“This has been the most difficult task I have had on my desk in my almost 20 years as a politician at this level,” justice and migration minister Morgan Johansson told a press conference in Stockholm.
The plan builds on a proposal first mooted by the ruling centre-left Social Democrat-Green coalition in November last year, following a record influx of asylum seekers to the country.
However, it eases some of the tough restrictions initially proposed, following criticism by experts, other authorities and government agencies.
The changes to the November proposal include:
– Temporary residence permits will be extended for 13 months rather than 12 months, which means refugees are covered by Swedish social security benefits such as child care funding.

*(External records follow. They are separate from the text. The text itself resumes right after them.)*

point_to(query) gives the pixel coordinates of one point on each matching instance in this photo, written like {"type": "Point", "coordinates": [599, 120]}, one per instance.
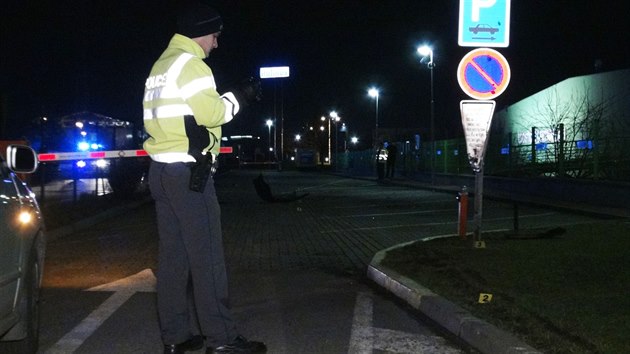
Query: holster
{"type": "Point", "coordinates": [205, 167]}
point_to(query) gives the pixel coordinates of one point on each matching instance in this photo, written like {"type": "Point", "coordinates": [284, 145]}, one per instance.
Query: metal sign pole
{"type": "Point", "coordinates": [478, 208]}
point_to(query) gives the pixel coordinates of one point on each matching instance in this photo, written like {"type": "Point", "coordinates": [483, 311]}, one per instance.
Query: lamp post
{"type": "Point", "coordinates": [373, 92]}
{"type": "Point", "coordinates": [428, 51]}
{"type": "Point", "coordinates": [334, 116]}
{"type": "Point", "coordinates": [269, 124]}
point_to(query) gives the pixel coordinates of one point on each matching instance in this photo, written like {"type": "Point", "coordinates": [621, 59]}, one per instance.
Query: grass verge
{"type": "Point", "coordinates": [564, 294]}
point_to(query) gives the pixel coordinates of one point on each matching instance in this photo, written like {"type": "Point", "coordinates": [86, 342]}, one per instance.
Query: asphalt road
{"type": "Point", "coordinates": [297, 269]}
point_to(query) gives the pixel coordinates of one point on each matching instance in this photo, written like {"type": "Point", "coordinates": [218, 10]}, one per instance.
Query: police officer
{"type": "Point", "coordinates": [183, 115]}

– Those who land a job may be given permanent residence permits. However, this will not apply to people under the age of 25, unless they have completed the equivalent of a high school education. This is to avoid young refugees dropping out of school to seek employment.
– In some “special cases” family reunification and the process of getting permanent residency for minors, for example children with health problems, will be made easier.

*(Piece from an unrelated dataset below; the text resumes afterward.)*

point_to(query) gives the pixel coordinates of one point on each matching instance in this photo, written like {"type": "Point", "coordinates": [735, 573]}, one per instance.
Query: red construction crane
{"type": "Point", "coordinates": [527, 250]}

“It's not the case that we've closed the borders. More than a hundred asylum seekers are still coming every day. We're doing more than anybody else, we're making the biggest humanitarian effort since World War Two. I think we should be bloody proud of that,” Johansson was quoted as saying by Swedish tabloid Aftonbladet.
Morgan Johansson presenting the proposal on Wednesday. Photo: Jessica Gow/TT
The government's bid was criticized by politicians left and right of the centre on Wednesday.

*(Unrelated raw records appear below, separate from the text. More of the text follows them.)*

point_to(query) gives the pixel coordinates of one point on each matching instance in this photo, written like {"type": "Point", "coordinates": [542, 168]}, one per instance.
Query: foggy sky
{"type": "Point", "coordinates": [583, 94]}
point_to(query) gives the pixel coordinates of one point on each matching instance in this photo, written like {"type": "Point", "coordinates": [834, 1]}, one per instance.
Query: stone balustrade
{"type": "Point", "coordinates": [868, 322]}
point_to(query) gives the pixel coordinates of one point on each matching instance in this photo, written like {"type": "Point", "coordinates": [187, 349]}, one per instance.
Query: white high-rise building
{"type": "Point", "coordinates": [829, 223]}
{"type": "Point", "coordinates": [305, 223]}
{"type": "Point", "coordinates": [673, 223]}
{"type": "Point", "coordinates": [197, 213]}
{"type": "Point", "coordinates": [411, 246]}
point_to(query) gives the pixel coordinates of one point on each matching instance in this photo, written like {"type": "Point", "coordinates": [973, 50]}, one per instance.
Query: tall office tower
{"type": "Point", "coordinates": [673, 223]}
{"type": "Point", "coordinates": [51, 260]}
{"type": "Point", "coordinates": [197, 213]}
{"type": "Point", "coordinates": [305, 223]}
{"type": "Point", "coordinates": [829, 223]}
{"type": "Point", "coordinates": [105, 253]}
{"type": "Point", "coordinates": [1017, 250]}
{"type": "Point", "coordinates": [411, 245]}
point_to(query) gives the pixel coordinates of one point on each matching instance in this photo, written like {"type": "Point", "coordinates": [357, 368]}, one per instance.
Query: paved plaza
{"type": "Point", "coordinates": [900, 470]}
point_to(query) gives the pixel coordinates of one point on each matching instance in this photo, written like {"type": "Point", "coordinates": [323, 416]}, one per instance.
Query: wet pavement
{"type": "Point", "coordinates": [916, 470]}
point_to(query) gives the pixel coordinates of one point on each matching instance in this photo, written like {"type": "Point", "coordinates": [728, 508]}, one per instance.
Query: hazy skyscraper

“It's still a proposal which is an incredible tightening of refugee policies and makes it difficult for people who are fleeing,” Left party leader Jonas Sjöstedt told the TT newswire.
Meanwhile, a spokesperson for anti-immigration party the Sweden Democrats argued it was too lenient.
“To make sure that Sweden doesn't become the most attractive country in northern Europe, we would need stricter rules than our neighbouring countries. We're not getting that,” said Mattias Karlsson.
Sweden took in around 163,000 asylum seekers last year, but struggled to provide accommodation for all of them. The number has since gone down, following border and ID checks introduced around the turn of the year, with around 500-700 weekly applications at the moment.
However, according to the latest forecast by the Migration Agency, up to 140,000 may arrive in 2016, which Johansson said would mean that Sweden would run out of housing by the summer.
“If we don't do anything we risk going back to the situation we had last autumn,” he said.
If approved by parliament, the proposal is expected to come into effect this summer.